Thursday, May 12, 2011

A Brand is in your Guts

I love reading the Nubby Twiglet archives.  Nubby is a perceptive, talented, on-trend designer and brand consultant that writes a blog about design, fashion, branding, and typography.  Her post on personal branding was one of the catalysts that sparked my interest in branding as a whole.

Her review of The Brand Gap by Marty Neumeier is excellent, but it caught me off-guard.  Some of the first words of the book are:
First: A brand is not a logo.
Second: A brand is not an identity.
Finally: A brand is not a product.

I had no issue accepting the first and final statements.  I know from experience that a brand is not those things.  The second was harder to swallow.  My thought had been that a brand was the total represented identity of a business, product, or service, not limited to the logo or product, but certainly inclusive of them in its overall identity.  When people ask me what I do, I tell them Brand Identity Marketing.  Taking identity out of it seemed extreme.  If a brand isn't the identity of the company, what is it?

A brand is a person's gut feeling about a product, service, or organization.
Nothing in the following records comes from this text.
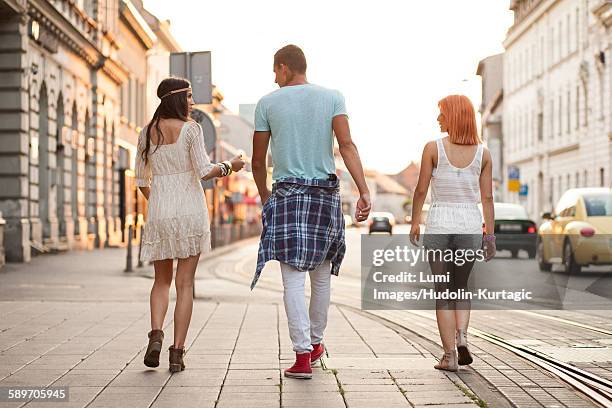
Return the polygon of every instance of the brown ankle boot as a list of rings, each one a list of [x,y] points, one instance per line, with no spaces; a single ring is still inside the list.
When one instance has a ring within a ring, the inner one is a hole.
[[[174,346],[170,346],[168,350],[170,350],[170,372],[177,373],[179,371],[183,371],[185,369],[185,362],[183,361],[185,348],[175,348]]]
[[[147,367],[159,366],[159,353],[161,352],[161,345],[164,341],[164,332],[162,330],[151,330],[149,332],[149,346],[145,353],[145,365]]]

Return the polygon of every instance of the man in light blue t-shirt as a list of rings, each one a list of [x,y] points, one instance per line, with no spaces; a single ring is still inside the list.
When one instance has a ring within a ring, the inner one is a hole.
[[[280,89],[261,98],[255,109],[253,177],[259,190],[263,229],[252,287],[268,260],[278,260],[285,311],[296,362],[286,377],[311,378],[311,362],[324,353],[331,274],[344,257],[344,220],[334,164],[334,134],[340,155],[359,190],[355,219],[370,212],[370,194],[357,147],[352,141],[344,97],[306,80],[306,57],[295,45],[274,55]],[[275,184],[267,186],[270,145]],[[310,307],[304,296],[310,273]]]
[[[332,120],[346,115],[338,91],[304,83],[284,86],[259,100],[255,131],[270,132],[272,179],[327,179],[336,173]]]

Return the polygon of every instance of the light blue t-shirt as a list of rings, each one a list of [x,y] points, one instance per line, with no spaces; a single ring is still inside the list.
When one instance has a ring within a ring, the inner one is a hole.
[[[327,179],[336,173],[332,119],[346,115],[344,97],[318,85],[285,86],[255,108],[255,131],[271,132],[272,179]]]

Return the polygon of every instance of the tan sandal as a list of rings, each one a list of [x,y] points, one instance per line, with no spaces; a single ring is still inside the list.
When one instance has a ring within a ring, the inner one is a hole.
[[[472,364],[474,359],[470,353],[470,349],[467,346],[467,332],[464,329],[458,329],[455,336],[457,342],[457,354],[459,355],[459,365]]]
[[[179,371],[183,371],[185,369],[185,361],[183,360],[183,356],[185,355],[185,348],[176,348],[174,346],[170,346],[168,350],[170,351],[170,372],[178,373]]]
[[[457,371],[457,353],[455,350],[444,353],[440,362],[434,366],[436,370]]]
[[[159,353],[161,353],[161,346],[164,341],[164,332],[154,329],[149,332],[148,336],[149,345],[145,353],[144,363],[147,367],[157,367],[159,366]]]

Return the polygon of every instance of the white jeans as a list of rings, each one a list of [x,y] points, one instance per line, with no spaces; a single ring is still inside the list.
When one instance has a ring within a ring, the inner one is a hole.
[[[312,344],[321,343],[327,326],[327,311],[331,287],[331,265],[324,261],[310,271],[310,306],[306,310],[304,284],[306,272],[281,262],[285,312],[289,323],[289,337],[296,353],[309,353]]]

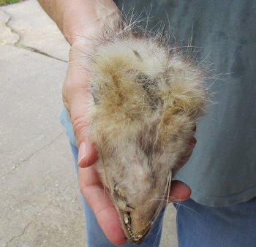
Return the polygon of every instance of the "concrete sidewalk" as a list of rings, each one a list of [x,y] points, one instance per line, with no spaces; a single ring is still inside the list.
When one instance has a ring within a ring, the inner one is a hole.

It's a gut feeling because people are emotional, intuitive beings. It's a person's gut feeling because brands are defined by individuals, not companies, markets, or the public.
True to form, I got hit in the gut when I read that.  It's true.  We buy and act emotionally, because those decisions come from a primal place.  When we are satisfying our needs, even if we think we're doing so logically, our needs come from a primal place.  Those decisions are partially rational, but driven by an emotional need. 

The best brands tap into that need, provide a well-designed product to meet that need, exceed customer expectations time after time, building customer trust and loyalty.  Trust = reliability + delight.  Great brands take time, because they create trust, and building trust takes time. 

Check out Nubby's post for the graphic illustrations of this book.  I don't want to bust anyone's copyright, so I'm not reposting, but half the awesomeness of the book is in its design.

1 comment:

  1. I suppose that if branding were an identity, then "rebranding" would be akin to throwing everything out and starting from scratch, which, clearly, is not the case.